Faktor Aturan Recam Medic

I. PENDAHULUAN
            Pemeriksaan, pengobatan dan perawatan akan melahirkan kekerabatan antara pasien/ penderita atau keluarganya dengan dokter selaku eksklusif maupun selaku orang dalam bentuk tubuh hukum (rumah sakit, yayasan, atau lembaga lain yang bergerak di bidang pelayanan kesehatan).Pemeriksaan, pengobatan dan perawatan (termasuk informed consent) inilah yang akan dicatat di dalam rekaman medis, yang dalam keputusan disebut “Medical Record.”
             Sejak awal sejarah umuat manusia sudah dikenal adanya relasi dogma  antara dua manusia, yakni sang pengobatdan sang penderita, yang pada jaman terbaru ini disebut dengan transaksi terapeutik antara dokter dan                       
           
            Pembuatan catatan medis (yang sekarang disebut  Rekam Medis) di rumah sakit atau boleh dokter pada kartu pasien di daerah praktek sesungguhnya telah merupakan kebiasaan sejak jaman dahulu, namun belum menjadi keharusan, sehingga pelaksanaannya dianggap tidak begitu serius (baca pula J. Guwandi, 1991 : 73). Seiring dengan pertumbuhan penduduk yang sangat dinamis; tergolong masyarakat Indonesia, maka rekam medis menjadi sungguh penting dan diharapkan. Oleh karena itu, khusus di Negara Kesatuan Republik Indonesia, pemerintah mellaui Departemen Kesehatan sudah mengeluarkan Peraturan Menteri Kesehatan Nomor 749a/Menkes/ Per/XII/1989 ihwal Rekam Medis/ Medical  Records. Dengan diterbitkannya Permenkes ini pengadaan rekam medis menjadi suatu kewajiban atau sudah menjadi aturan yang mesti ditaati bagi setiap sarana pelayanan kesehatan.

II. PENGERTIAN
            Dalam bukunya yang berjudul “Legal Aspect of Medical Record” Hayt and Hayt mendefinisikan rekam medis sebagai berikut :
“A Medical record is the compilation of the partinent facta of the patient’s life history, his illness, and treatment. In a larger sense the medical record is compilation of scientifis data derived from many and available for various uses, personal and impersonal, to serve the patiens was treated, the science of medce, and society as awhole.” (Hayt and Hayt, 1964: 1).
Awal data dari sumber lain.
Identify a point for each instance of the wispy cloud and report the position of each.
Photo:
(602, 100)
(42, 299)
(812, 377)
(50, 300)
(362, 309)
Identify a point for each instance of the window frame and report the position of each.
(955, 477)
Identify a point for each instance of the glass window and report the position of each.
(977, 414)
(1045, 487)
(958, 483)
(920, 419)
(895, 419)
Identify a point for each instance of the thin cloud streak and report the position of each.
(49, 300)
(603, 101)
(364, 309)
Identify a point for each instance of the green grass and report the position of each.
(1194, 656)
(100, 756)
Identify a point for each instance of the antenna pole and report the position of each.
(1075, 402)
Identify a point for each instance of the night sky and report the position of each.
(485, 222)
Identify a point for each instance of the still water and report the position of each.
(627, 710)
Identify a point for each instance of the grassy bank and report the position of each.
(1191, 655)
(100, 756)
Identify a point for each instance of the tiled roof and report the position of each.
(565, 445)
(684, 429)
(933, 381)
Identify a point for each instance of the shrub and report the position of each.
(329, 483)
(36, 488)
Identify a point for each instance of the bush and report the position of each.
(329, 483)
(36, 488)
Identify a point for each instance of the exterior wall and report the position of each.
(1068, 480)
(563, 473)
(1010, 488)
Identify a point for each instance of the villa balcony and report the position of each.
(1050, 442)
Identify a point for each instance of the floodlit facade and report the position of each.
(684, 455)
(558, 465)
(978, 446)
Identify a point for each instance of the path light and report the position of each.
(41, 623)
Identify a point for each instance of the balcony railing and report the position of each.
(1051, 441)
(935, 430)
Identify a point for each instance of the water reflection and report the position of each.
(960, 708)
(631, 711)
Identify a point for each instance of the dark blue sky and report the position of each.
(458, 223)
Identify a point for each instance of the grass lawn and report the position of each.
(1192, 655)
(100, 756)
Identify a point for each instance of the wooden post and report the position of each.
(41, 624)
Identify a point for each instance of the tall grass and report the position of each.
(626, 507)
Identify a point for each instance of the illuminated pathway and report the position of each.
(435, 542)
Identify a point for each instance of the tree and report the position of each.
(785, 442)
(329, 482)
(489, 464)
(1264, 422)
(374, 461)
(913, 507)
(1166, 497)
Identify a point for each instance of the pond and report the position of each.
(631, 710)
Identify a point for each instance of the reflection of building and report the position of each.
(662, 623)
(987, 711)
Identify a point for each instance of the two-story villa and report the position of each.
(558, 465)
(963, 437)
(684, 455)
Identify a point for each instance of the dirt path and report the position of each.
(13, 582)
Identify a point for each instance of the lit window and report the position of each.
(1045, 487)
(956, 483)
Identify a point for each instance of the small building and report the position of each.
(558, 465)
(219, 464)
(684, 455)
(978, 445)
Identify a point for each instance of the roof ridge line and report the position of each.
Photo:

            Dengan demikian menurut Hayt and Hayt, sebuah rekam medis itu yaitu himpunan fakta-fakta yang berhubungan dengan sejarah /riwayat kehidupan pasien, sakitnya, perawat/pengobatannya. Dalam pengertian yang luas (lebih luas) rekam medik adalah suatu himpunan data ilmiah dari banyak sumber, dikoordinasikan pada satu dokumen dan yang disediakan  untuk beragam kegunaan, personel dan impersoanl, untuk melayani pasien dirawat, diobati , ilmu kedokteran, dan masyarakat secara keseluruhan.
            Lebih lanjut Hayt and Hayt mengemukakan (Hayt and Hay, 1964:1):
            “Medical Record are an important tool in the practice of medicine. They serve as a bassic for planning patient care; they provide a means contributing to the patient’s care; they furnish documentary evidence of the course of the patient’s illness and treadment and they serve as a bassic for review, study, and evaluation of the medical care renderen to the patient.”
            Dengan pernyataan tersebut di atas jelaslah bahwa rekam medis merupakan sarana penting dalam praktek kedokteran.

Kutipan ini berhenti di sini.